Passing pension reform has been Mayor Turner’s primary focus since taking office in January 2017. Houston’s large unfunded liability and escalating costs had been cited by credit rating agencies as a significant negative factor in the City’s fiscal outlook.
“If we did not tackle our pension issues head on, they would continue to serve as a ceiling for everything we seek to accomplish,” said the Mayor. “Every dollar we have saved
thanks to these reforms represents another opportunity: Another resource we can use to lift up Houston families. Another dollar we can use on affordable housing, public safety, quality of life and every element we need to make our communities complete.”
The Houston Pension Solution, which experts have called a “national model,” will immediately reduce the City’s $8.2 billion unfunded liability through future benefit reductions. Under the plan, which utilizes a more realistic 7 percent rate of return on investments, the City will be required to meet its annual contribution until the unfunded liability is fully paid off in 30 years.

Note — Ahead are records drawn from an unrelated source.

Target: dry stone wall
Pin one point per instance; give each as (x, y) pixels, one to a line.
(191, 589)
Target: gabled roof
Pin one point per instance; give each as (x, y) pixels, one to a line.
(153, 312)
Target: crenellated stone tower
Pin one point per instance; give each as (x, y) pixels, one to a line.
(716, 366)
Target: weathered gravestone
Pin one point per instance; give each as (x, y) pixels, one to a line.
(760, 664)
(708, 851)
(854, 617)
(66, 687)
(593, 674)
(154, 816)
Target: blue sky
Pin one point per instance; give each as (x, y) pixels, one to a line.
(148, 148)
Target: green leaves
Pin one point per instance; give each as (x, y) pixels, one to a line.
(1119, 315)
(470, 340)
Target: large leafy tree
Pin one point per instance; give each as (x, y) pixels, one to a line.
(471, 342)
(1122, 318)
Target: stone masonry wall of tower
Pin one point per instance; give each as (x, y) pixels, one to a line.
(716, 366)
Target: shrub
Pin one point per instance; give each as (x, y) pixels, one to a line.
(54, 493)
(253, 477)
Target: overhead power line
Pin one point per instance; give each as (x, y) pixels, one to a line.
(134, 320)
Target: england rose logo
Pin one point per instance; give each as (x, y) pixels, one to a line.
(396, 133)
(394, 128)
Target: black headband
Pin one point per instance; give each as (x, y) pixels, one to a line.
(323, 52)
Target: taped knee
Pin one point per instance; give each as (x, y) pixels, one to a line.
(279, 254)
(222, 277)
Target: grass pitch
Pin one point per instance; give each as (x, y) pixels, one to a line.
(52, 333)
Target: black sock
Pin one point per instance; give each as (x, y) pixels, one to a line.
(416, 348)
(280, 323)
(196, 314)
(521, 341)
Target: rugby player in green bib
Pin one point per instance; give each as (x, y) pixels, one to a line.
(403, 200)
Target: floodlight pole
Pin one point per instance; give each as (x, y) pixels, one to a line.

An innovative cost corridor concept controls costs for the City. The corridor serves a risk sharing mechanism – if investments perform too far below established levels, the pension boards will cut benefits or increase employee contributions to bring costs in line.
Legislative approval was necessary because control of the pension systems is housed in state statute. The bill passed the Texas Senate 25-5 and the Texas House 115-29, with bipartisan support in both chambers. It then passed through conference committee, where the two chambers reconciled differences in the bill. Tuesday’s and Wednesday’s votes approved those changes and were the final step in the Legislature.
It was supported by two of the three pension systems, labor organizations representing city employees and the Greater Houston Partnership, along with more than 40 CEOs and local business leaders who signed a letter of support.
“I’d like to thank Chairman Dan Flynn, Chairwoman Joan Huffman, Speaker Joe Straus, Lt. Gov. Dan Patrick and all other members of the Legislature who helped Houston move this bill forward,” the Mayor said. “The Houston Pension Solution is an example of what we can accomplish when all parties join hands to resolve the important issues that face this City. It’s an approach we should continue to take on every issue we face.”
“What passed today does not solve our fiscal problems. We will still have to close a significant budget gap this year, and we project lean times in the next few years,” Mayor Turner continued. “However, passage of this bill lifts a tremendous burden on the City’s ability to fully serve all its residents.”
Pension problems were one of two structural impediments cited by credit rating agencies as significant negative factors. The other is the City’s revenue cap, which requires the City to reject revenue. “I will be asking voters this November to lift the revenue cap so that we can lift up our families, lift up our neighborhoods and lift up our City.”